Esos deseos de servir lo motivaron para fundar en el 2015, junto con otros renombrados escritores, el Grupo de Autores Libres e Independientes de Costa Rica, desde donde bregó por abrir espacios de apoyo y promoción literaria

Autoproclamado como el escritor del pueblo, sus especialidades fueron la novela, los relatos de no ficción y, por supuesto, la poesía, en la que hacía constante referencia a su madre, a la vida cotidiana, así como a sus triunfos -y fracasos- amorosos.

Dentro de su prolífico catálogo, destacan títulos como “En nuestro mar despertaron mis sueños”, “Tatuado por el amor”, “Para que no me olvides”, “El Mar se llevó en las olas mis anhelos”, “Poesías y vivencias”, entre otras que escribió bajo ese seudónimo que lo describía a carta cabal: Popolesama.

Era un enamorado de la vida y de las mujeres, que, hasta el último de sus días, fueron inspiración para escribir bellos poemas que tocaban las fibras más sensibles del lector. En sus textos, aparte de su devoción al mar, reflejaba la idiosincrasia de su tierra, su amor incondicional por la vida y cierta melancolía por los tiempos pasados.

Cuando asistía a una feria literaria era como si emprendiera un viaje: siempre lo acompañaba una maleta cargada de libros -propios y de terceros- que vendía con tal compromiso y dedicación que parecía que todos fueran suyos.

Visitarlo en su stand representaba no solo la oportunidad de adquirir alguna de sus maravillosas obras, sino departir con él un rato agradable, escuchando alguna de sus múltiples y divertidas anécdotas de juventud.

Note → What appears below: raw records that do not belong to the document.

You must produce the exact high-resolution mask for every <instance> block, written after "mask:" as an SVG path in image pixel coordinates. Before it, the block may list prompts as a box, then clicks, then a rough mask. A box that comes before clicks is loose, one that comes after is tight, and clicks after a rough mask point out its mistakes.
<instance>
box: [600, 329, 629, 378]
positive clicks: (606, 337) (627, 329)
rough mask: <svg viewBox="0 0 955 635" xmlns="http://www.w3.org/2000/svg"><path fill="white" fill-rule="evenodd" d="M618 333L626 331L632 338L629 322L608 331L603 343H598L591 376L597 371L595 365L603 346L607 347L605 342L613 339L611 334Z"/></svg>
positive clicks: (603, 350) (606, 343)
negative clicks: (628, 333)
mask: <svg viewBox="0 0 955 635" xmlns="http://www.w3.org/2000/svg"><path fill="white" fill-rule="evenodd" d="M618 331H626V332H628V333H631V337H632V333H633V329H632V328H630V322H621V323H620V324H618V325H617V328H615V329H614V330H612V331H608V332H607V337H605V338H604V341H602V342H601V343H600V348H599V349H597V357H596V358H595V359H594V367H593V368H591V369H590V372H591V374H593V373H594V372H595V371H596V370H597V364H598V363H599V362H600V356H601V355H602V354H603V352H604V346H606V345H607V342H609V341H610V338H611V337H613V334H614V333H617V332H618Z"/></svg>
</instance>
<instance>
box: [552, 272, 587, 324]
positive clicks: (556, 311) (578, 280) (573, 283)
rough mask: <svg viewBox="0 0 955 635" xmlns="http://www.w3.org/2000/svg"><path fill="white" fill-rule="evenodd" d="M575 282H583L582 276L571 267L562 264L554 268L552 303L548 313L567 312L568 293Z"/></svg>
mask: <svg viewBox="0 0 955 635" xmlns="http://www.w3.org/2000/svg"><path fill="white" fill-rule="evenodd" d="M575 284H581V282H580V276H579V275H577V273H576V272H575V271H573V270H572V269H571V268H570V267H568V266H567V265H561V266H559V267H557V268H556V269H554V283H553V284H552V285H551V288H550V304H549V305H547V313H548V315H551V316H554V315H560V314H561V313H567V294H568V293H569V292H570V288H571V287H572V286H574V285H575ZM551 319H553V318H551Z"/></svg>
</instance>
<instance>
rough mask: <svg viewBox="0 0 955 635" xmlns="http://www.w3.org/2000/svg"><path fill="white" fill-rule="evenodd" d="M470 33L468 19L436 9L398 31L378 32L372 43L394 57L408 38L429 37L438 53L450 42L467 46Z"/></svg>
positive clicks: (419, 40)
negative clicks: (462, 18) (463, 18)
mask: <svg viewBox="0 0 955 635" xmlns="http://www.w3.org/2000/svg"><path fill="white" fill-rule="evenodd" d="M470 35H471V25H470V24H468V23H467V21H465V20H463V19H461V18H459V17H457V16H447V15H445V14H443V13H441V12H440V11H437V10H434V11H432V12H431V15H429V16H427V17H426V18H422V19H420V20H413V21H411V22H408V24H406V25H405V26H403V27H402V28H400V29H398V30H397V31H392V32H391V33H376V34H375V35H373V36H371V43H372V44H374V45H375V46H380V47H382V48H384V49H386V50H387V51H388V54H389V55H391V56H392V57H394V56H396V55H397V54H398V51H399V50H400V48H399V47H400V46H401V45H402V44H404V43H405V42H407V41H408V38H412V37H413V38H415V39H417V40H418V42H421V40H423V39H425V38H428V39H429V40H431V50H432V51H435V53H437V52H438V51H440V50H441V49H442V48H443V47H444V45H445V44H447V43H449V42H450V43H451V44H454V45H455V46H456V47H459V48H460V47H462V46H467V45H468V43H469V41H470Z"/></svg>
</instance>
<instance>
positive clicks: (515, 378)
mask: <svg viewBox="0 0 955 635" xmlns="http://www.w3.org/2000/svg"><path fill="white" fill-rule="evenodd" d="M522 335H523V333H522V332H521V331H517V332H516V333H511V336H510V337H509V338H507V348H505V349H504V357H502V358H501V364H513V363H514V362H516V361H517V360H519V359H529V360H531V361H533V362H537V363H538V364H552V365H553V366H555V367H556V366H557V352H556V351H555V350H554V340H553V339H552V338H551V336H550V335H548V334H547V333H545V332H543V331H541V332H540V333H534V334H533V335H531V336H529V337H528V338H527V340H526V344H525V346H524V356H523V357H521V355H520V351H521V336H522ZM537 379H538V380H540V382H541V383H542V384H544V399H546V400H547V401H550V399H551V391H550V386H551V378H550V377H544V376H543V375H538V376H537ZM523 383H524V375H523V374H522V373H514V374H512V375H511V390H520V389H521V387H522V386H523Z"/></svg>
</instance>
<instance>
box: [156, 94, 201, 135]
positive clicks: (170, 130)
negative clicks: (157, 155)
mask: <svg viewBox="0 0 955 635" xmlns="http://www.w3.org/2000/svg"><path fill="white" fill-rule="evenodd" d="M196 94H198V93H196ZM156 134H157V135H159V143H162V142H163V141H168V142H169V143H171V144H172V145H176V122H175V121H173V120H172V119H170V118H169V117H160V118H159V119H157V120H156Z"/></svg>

De cuando trabajó como linotipista en el desaparecido Periódico Diario de Costa Rica en 1956 o cuando llevó estudios de literatura con énfasis en Poesía Lírica y Novela, en la UCR, entre muchas otras experiencias.

La última vez que coincidimos fue en la FILCR del 2023, en Pedregal. Me parece verlo bajándose de su Subarú Justi gris (todo un clásico) y caminar despacio hacia el salón, casi arrastrando los pies, saludando a todos a su paso.

Jadeando, llegaba hasta el stand donde, metódicamente, extraía los libros de la maleta y los acomodaba, cual preciado tesoro, en la mesa del stand de turno. Su rostro reflejaba alegría, humildad y orgullo por su oficio.

Aunque diezmado de salud en sus últimas apariciones, participar de las ferias lo llenaba de vitalidad. Con sus más de 80 años a cuestas, asistía emocionado, por más cansado o adolorido que estuviera. Era de los primeros en llegar e iniciar la faena de venta con el mismo entusiasmo de sus años mozos.

Desde enero pasado no lo volvería a hacer. Dios tenía otros planes para él y se nos adelantó. Me dolió en el alma la noticia, pero sé que su espíritu permanece indeleble en cada línea que escribió y en el corazón de todos los que le conocimos.

Querido abuelo Popo, que el recuerdo de tu madre y tu adorado mar Pacífico sigan inspirando las historias de vida eterna que ahora escribes desde un mejor lugar. Por tus enseñanzas, por tu ejemplo de entrega y amor incondicional a los tuyos y a la literatura costarricense, pero sobre todo por concederme el honor de ser tu nieto de letras… ¡gracias, mil gracias, y hasta siempre!